第43話 王子様への想いが溢れてとまりません


 言い終えた創さんは私のことを尚もぎゅうぎゅうと掻き抱くようにして抱き竦めてくる。


 その様は、まるで……。


 さっきの言葉同様に、私のことを失いたくない。ずっとずっと傍に居て欲しい。一人になりたくない。俺には菜々子しか居ない――。


 そう言われているようで。


 ――そんなにも私のことを好きになってくれてるんだ。


 そう思うと感極まって、言葉も身動ぎでさえもできない。


 ただただ抱きしめられている私の胸はたちまちキューンと高鳴り、あたたかなもので満たされてゆく。


 夢見心地状態に陥ってしまっている。


 けれども相変わらず大きな勘違いをしている創さんの抱擁はどんどん強められてゆく。


 それだけ創さんが必死なんだと思うと、嬉しい気持ちと、苦しい気持ちとが半々。


 しばし双方のせめぎ合いが続いて、いよいよ苦しさに堪えきれなくなってしまい。私はどうにか声を絞り出す。


「……あっ、あの、創さんッ。クッ、クルジイデスッ」


 そうしたら、僅かにピクリと反応を示した創さんが慌てて私のことを腕から解放した。


 そうして私の両肩にそれぞれ手を置いたまま肘を伸ばすことで、思い切るようにして自分から私の身体を引き剥がすと、やけに素直に謝ってくる。


「……わっ、悪かった。
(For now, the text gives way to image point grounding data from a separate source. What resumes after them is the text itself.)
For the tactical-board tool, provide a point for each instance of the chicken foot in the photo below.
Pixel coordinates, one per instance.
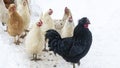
(73, 65)
(45, 48)
(35, 58)
(17, 42)
(23, 36)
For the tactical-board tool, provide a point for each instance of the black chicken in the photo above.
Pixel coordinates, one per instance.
(72, 49)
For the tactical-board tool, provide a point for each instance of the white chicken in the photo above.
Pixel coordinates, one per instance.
(23, 9)
(59, 24)
(3, 13)
(34, 42)
(15, 24)
(48, 22)
(68, 28)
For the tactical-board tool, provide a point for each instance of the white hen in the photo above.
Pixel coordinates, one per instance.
(3, 13)
(68, 28)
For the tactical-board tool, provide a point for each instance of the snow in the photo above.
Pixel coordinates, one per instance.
(104, 53)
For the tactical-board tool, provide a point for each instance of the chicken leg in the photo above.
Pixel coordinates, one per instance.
(35, 58)
(73, 65)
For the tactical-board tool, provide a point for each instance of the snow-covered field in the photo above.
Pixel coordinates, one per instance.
(105, 24)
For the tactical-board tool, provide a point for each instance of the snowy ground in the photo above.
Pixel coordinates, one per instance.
(105, 24)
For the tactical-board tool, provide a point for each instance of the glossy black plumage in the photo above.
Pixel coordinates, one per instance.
(72, 49)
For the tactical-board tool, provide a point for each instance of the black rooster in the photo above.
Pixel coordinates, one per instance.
(72, 49)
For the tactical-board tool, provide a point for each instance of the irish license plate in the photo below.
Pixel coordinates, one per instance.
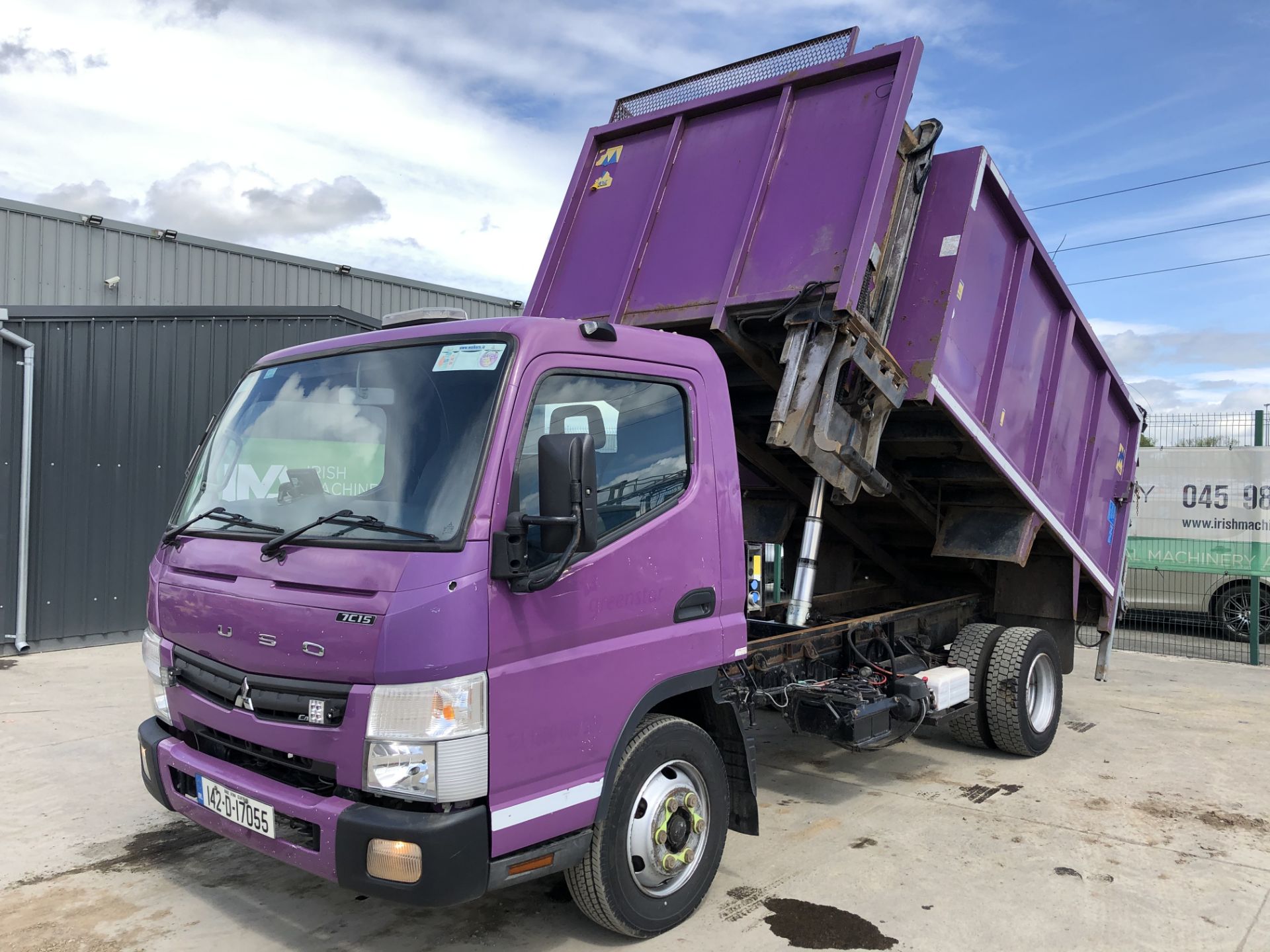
(237, 808)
菜々子の気持ちを無視するようなことを言って」


 終いには。


「……今更、身勝手すぎるよな」


 自嘲でもするかのように独り言ちると、シュンとした様子で肩を落として頭まで垂れてしまっている。


 出逢った当初は、あんなに感じが悪くて、いつも不機嫌そうで、馬鹿にされたり、面白おかしくからかわれたりもした。
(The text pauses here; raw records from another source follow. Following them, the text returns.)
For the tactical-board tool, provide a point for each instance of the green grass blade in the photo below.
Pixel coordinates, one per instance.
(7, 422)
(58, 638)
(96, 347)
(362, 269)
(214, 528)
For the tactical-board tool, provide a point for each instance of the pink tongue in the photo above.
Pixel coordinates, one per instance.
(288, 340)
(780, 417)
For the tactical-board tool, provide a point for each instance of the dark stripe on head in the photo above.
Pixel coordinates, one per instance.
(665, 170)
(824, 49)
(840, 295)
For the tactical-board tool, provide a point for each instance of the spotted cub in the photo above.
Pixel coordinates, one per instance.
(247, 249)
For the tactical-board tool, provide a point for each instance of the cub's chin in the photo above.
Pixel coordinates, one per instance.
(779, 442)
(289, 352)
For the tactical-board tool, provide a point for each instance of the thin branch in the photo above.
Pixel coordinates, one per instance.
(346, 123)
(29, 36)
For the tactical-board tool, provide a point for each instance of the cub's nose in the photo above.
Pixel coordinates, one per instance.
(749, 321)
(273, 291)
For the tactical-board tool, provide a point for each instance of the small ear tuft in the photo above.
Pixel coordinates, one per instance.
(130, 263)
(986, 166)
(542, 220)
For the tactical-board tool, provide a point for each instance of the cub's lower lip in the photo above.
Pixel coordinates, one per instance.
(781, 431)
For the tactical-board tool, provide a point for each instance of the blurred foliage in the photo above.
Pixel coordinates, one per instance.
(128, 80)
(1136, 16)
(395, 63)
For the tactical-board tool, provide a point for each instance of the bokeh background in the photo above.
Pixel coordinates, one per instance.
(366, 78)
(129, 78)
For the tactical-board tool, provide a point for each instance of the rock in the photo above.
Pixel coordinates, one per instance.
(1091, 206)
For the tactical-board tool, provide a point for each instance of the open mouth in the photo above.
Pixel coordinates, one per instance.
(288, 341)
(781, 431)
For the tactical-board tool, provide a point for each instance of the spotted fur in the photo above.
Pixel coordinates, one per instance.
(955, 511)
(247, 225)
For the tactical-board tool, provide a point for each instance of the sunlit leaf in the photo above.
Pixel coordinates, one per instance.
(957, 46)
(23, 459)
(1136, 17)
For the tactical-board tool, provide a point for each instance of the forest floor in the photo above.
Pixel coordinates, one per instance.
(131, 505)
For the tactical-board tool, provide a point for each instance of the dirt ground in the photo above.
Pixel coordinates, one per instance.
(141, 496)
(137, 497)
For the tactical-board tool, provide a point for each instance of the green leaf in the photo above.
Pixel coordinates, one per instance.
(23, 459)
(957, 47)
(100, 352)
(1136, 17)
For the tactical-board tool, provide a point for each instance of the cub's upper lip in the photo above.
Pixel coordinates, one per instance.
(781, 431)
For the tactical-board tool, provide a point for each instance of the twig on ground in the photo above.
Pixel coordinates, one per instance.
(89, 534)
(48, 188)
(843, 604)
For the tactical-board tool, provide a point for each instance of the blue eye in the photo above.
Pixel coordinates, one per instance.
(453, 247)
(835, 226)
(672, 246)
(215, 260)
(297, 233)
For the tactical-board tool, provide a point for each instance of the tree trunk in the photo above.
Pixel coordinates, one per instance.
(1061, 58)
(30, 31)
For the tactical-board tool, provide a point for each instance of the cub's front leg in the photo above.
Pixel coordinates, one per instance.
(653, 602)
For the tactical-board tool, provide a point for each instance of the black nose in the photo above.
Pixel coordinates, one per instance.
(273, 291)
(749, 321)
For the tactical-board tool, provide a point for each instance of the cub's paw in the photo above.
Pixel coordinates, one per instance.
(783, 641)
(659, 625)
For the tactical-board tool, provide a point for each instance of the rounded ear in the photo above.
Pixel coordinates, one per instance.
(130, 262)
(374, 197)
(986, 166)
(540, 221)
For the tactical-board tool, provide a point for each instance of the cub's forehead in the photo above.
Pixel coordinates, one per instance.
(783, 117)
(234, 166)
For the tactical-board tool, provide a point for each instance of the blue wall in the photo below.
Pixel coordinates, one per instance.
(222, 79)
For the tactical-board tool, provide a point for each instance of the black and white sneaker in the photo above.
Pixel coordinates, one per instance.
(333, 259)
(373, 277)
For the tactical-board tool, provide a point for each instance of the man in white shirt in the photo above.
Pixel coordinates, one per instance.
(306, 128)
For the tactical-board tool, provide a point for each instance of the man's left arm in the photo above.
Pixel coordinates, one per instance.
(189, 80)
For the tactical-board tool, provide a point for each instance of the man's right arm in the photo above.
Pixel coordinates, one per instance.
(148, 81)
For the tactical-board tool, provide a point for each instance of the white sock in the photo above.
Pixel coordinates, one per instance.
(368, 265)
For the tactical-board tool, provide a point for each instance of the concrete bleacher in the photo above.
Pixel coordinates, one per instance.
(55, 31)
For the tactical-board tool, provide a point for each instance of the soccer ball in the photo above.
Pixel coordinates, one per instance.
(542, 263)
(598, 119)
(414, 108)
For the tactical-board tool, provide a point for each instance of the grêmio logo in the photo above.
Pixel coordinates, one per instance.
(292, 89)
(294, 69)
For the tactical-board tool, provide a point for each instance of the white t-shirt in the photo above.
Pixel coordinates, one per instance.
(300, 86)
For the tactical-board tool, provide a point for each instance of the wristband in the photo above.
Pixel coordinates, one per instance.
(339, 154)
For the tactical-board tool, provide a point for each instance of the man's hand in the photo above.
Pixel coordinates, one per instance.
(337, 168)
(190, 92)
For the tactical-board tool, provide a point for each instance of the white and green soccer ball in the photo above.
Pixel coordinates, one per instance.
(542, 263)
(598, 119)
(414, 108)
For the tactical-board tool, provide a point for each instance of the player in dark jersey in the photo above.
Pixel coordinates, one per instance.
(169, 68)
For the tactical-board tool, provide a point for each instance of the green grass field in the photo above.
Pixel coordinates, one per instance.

 身勝手な振る舞いには、何度腹を立てたか分からないくらいだ。


 でもそれと同じように、ただ不器用なだけで、本当は心根の優しい人だってことにも、幾度となく気づかされた。


 私には創さんを好きだという自覚がなかっただけで、きっとそのたびにどんどん好きになっていたのだろう。


 この胸には、もうおさまりきらないくらい、創さんへの想いが膨らんでしまっているようだ。
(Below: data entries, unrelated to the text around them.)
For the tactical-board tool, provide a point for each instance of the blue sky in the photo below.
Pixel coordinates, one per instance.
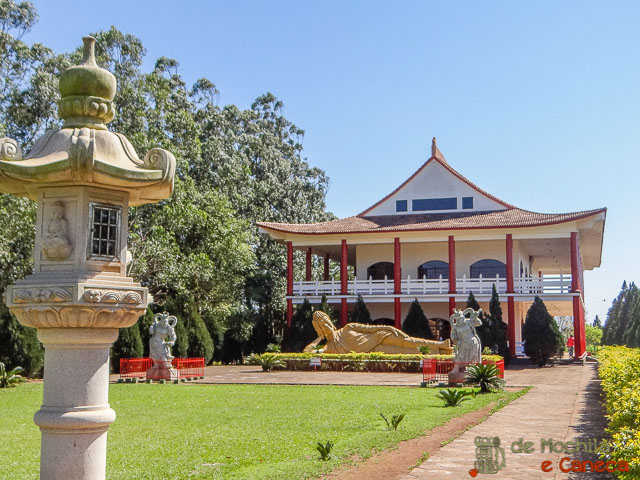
(536, 102)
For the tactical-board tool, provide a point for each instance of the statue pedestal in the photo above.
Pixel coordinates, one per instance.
(162, 370)
(75, 412)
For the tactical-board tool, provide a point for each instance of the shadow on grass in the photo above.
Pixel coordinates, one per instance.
(591, 424)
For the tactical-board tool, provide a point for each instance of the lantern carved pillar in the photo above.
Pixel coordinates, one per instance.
(83, 178)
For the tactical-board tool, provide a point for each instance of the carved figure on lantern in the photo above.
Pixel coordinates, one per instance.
(163, 337)
(79, 304)
(55, 240)
(468, 345)
(360, 338)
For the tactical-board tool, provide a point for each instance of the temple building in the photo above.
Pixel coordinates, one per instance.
(438, 237)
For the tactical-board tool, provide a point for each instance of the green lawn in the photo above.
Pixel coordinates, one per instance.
(233, 431)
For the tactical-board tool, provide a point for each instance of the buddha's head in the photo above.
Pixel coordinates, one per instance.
(323, 324)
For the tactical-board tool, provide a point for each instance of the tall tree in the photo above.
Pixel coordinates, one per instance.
(612, 331)
(542, 338)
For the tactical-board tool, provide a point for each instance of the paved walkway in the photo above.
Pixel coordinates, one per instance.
(554, 409)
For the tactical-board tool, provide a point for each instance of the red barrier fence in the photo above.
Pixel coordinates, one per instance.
(437, 371)
(189, 368)
(134, 367)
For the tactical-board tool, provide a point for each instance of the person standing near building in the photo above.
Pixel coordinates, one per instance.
(570, 344)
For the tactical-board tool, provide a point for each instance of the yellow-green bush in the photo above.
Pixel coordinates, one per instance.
(620, 373)
(372, 362)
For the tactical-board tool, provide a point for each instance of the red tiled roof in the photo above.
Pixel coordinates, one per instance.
(510, 218)
(438, 157)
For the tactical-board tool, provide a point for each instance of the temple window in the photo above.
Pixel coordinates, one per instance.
(433, 269)
(488, 268)
(380, 270)
(105, 223)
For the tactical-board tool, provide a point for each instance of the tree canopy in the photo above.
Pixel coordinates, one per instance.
(235, 166)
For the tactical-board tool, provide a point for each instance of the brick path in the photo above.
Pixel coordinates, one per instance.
(555, 408)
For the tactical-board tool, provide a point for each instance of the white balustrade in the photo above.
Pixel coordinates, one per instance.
(549, 284)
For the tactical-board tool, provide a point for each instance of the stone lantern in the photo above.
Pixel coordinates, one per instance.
(83, 178)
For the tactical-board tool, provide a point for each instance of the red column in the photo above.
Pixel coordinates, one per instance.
(397, 285)
(511, 312)
(343, 282)
(289, 282)
(452, 273)
(578, 309)
(307, 275)
(325, 276)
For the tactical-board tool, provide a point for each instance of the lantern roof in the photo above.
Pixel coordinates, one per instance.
(84, 151)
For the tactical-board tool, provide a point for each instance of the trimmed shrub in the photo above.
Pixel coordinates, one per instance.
(542, 338)
(619, 370)
(416, 323)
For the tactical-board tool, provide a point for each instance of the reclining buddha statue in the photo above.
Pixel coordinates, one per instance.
(360, 338)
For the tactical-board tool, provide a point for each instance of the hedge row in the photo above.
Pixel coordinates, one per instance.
(369, 362)
(620, 373)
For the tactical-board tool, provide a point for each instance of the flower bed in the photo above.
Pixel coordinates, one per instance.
(620, 373)
(363, 362)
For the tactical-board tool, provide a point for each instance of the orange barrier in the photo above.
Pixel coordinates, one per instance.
(134, 367)
(189, 367)
(437, 371)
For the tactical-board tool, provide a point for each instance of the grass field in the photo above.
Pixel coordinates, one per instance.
(233, 431)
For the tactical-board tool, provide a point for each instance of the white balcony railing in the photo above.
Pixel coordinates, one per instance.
(549, 284)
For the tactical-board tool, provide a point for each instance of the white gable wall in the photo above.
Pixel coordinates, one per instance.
(435, 181)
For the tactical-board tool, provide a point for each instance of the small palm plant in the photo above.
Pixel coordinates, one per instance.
(267, 361)
(325, 450)
(486, 376)
(11, 378)
(453, 397)
(394, 422)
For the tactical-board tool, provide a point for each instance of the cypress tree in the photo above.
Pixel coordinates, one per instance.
(611, 327)
(328, 309)
(360, 312)
(301, 333)
(542, 338)
(180, 349)
(416, 323)
(628, 314)
(216, 330)
(498, 327)
(597, 322)
(144, 323)
(200, 342)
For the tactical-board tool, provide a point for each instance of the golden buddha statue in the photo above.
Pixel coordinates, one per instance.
(360, 338)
 これまでの創さんとのことが脳裏を掠めて、それと一緒に募りに募っていたらしい創さんへの想いが堰を切ったように溢れて止まりそうにない。


「……身勝手なこと言って、悪かった。どうしたいかは菜々子に任せる」


 感極まってしまっている私の耳に、いまだシュンとしている創さんのいつになく頼りない声が届くなり、私は創さんの胸へと飛び込んでしまっていた。


 そんな私の突飛もない行動に驚いたように、ビクンと肩を跳ね上げた創さんからは、同様の驚いた声が飛び出してくる。


「菜々子? どうした?」


 その声でさえも、愛おしいと想ってしまう私は、相当創さんのことを相当好きになってしまっているらしい。


 改めて創さんへの自分の気持ちを再確認してしまった私は、創さんのあたたかな胸にしがみついたまま声を放つのだった。


「私だって、創さんに負けないくらい、創さんのこと好きですよ? なのに、今更そんなこと言われても困ります。最後まで責任とってください」


 すると創さんが何故か私のことを自分の胸から引き剥がして、正面から真っ直ぐに見据えてくる。


 その怖いくらいに真剣な眼差しに捉えられてしまった私は、いつしか涙に濡れていた頬もそのままに創さんを見つめ返すことしかできないでいる。


 そんな私に向けて創さんから、


「それって、予定通り俺と結婚して、これまで通り俺の傍に居てくれるって意味だよな?」


そう言って念押しされて。


 ――それ以外に、どういう意味があるっていうの?


 とは思いつつも、創さんに向けてコクンと頷いてみせる。すると。


「……それって俺にどう……否、菜々子がそう言ってくれるのなら、なんだっていい」


 一瞬、私の視線から不意に視線を逸らして、何かを言いかけたようだった。けれど。


「分かった。責任とって、一生俺の傍に置いてやる。後になって、気が変わった……なんて言っても、撤回なんてしてやらないからな」


 すぐにいつもの創さんらしい少々強引な上から口調で宣言されてしまった私は、すぐさま「はい」と即答していた。


 これでやっと誤解が解けたとホッとした心持ちで胸を撫で下ろそうとしていた私の身体がふわりと浮遊する。


 気づいたときには創さんによって、お姫様抱っこの体勢で見下ろされていた。


 再び脳裏での、あの、『今夜は寝かせる気はないから安心しろ』発言の再生により、私の全身が瞬く間に真っ赤に染め上がってゆく。


 たちまち私の鼓動までがドックンドックンと早鐘を打ち始める。


 頭までクラクラとしてきて、酔ってしまいそうだ。


 その間にも、創さんの長い足を活かした歩みはずんずん進んでいて、あっという間に寝室のベッドの上へと横たえられる。


 見上げると、顔の両側にそれぞれの手をついた創さんによって、逃がさないというように、しっかりと組み敷かれていたのだった。


ついさっきまであんなにシュンとしていたというのに、創さんはもうすっかりいつもの調子を取り戻しているようだ。


 どうやら、本当に寝かせる気などないらしい。


 この日は、少々予想外なことが立て続けに起こってしまったために、私はすっかり忘れてしまっていた。


 お風呂に入った時、着ていたワンピースが洗濯機で洗えるかの確認をしていて、ついでにポケットの中を改めたら出てきた、携帯電話らしき数字が書かれたメモを見つけたことを。


 おそらく創太さんの仕業に違いないと判断し、そのままゴミ箱に捨てたということを。


 そしてそれを、念の為、創さんの耳に入れようとしていたことをーーうっかり者の私はすっかり失念してしまっていたのだった。